Na boleia de um Mercedes Actrus, de 48 toneladas, Thais Teixeira do Nascimento deixa muito marmanjo de boca aberta com sua habilidade. Sobe e desce ladeiras com um caminhão lotado de terra e rocha sem titubear ou demonstrar qualquer insegurança natural dos 23 anos de idade. Por dia, são 17 quilômetros percorridos, 52 viagens e 1.144 toneladas carregadas.

O Estado de S.Paulo

20 de novembro de 2011 | 03h07

Desde que conseguiu desbancar 20 homens no teste de direção para conseguir uma vaga no canteiro de obras da Hidrelétrica de Belo Monte, essa tem sido a rotina diária de Thais, que antes trabalhava numa locadora de veículos em Altamira. "Quando saiu o resultado do teste, ouvi muitos homens cochicharem: não acredito que essa menina passou e eu não", comemora ela. Histórias como a de Thais se tornaram comum nas obras da terceira maior hidrelétrica do mundo, em construção no Rio Xingu. Cerca de 18% dos trabalhadores contratados pelo Consórcio Construtor Belo Monte (CCBM) são mulheres. "Se formos nos restringir apenas à força masculina, teremos problemas para conseguir toda a mão de obra", afirma o diretor de Construção da usina, Marco Túlio Pinto.

Segundo ele, as obras já contam com 4.900 funcionários, sendo 3.800 contratados pelo consórcio e 1.100 de empresas subcontratadas.
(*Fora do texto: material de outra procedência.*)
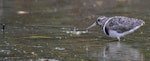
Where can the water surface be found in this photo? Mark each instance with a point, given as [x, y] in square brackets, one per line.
[54, 30]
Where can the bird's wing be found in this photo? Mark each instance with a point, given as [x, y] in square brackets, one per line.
[123, 24]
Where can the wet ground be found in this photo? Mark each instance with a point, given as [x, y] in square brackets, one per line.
[54, 30]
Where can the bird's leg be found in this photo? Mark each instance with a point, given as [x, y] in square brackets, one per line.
[118, 39]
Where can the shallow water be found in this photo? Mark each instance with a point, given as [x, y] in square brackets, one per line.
[54, 30]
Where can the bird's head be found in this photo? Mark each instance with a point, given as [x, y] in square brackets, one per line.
[100, 21]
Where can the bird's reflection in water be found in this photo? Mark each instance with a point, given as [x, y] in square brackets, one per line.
[116, 51]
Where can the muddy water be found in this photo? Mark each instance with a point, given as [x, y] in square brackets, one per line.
[54, 30]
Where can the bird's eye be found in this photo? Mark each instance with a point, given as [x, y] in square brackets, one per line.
[98, 20]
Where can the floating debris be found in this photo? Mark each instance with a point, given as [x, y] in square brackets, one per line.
[40, 37]
[47, 59]
[76, 32]
[22, 12]
[60, 48]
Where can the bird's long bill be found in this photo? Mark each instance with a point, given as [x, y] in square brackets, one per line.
[94, 24]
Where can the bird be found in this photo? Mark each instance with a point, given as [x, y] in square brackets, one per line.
[117, 26]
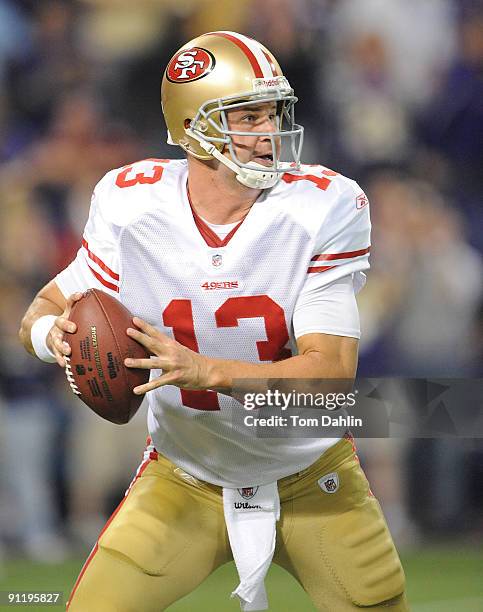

Até o fim do ano, outros mil trabalhadores devem ser incorporados à equipe. No pico da obra, serão 20 mil trabalhadores.

O diretor afirma que a prioridade será dada aos moradores da região, que hoje representam 65% dos funcionários contratados. "Mas não tem jeito: teremos de trazer profissionais de outras regiões." A empresa está construindo um alojamento para 8 mil trabalhadores. Todos os quartos terão banheiro e internet sem fio. Em cada unidade ficarão quatro pessoas.

Como no resto do País, a escassez de mão de obra qualificada é um grande problema no Pará. A solução foi montar uma escola para capacitar os futuros funcionários de Belo Monte. Desde a inauguração, cerca de 2 mil pessoas já foram treinadas e 300 delas já estão no canteiro de obras.

A escola conta com simuladores para formar estudantes interessados em operar máquinas pesadas, como escavadeiras, motoniveladoras e tratores. Mas há cursos para profissionais comuns, como pedreiro, carpinteiro, armador, eletricista e instalador hidráulico - que representam grandes carências na região. Há mulheres em todos esses cursos.

Elenilda Souza da Silva, de 35 anos, optou pela motoniveladora. Era a única mulher numa turma de quase dez homens. "Há muito respeito entre a gente", diz ela referindo-se ao assédio do homens. Thais também confirma a relação de respeito, mas preferiu não arriscar: "Coloquei uma aliança no dedo para acharem que sou casada", brinca ela. Seu próximo objetivo é deixar o Actrus com os novatos que estão chegando na obra e operar uma máquina pesada. Oportunidade não faltará.

No total, Belo Monte vai exigir uma frota de 1.500 máquinas, caminhões e tratores. Cerca de 800 unidades já chegaram no canteiro de obras. Outras 700 ainda estão a caminho. A maioria sai de São Paulo e vai até Belém por rodovias. Da capital paraense, as máquinas são colocadas em barcaças e seguem pelo rio até Vitória do Xingu. Só no segundo trecho, são mais de 80 horas de viagem por causa da seca do rio nessa época do ano.

Dali seguem por estrada até a obra. Para chegar no sítio Belo Monte, por exemplo, as máquinas têm de passar pela Transamazônica, que depois de 30 anos começa a ser asfaltada. A obra é de responsabilidade do Departamento Nacional de Infraestrutura de Transportes (Dnit). A esperança dos moradores é que a pavimentação seja realizada em todo o trecho paraense e não apenas nos quilômetros que atendem a usina.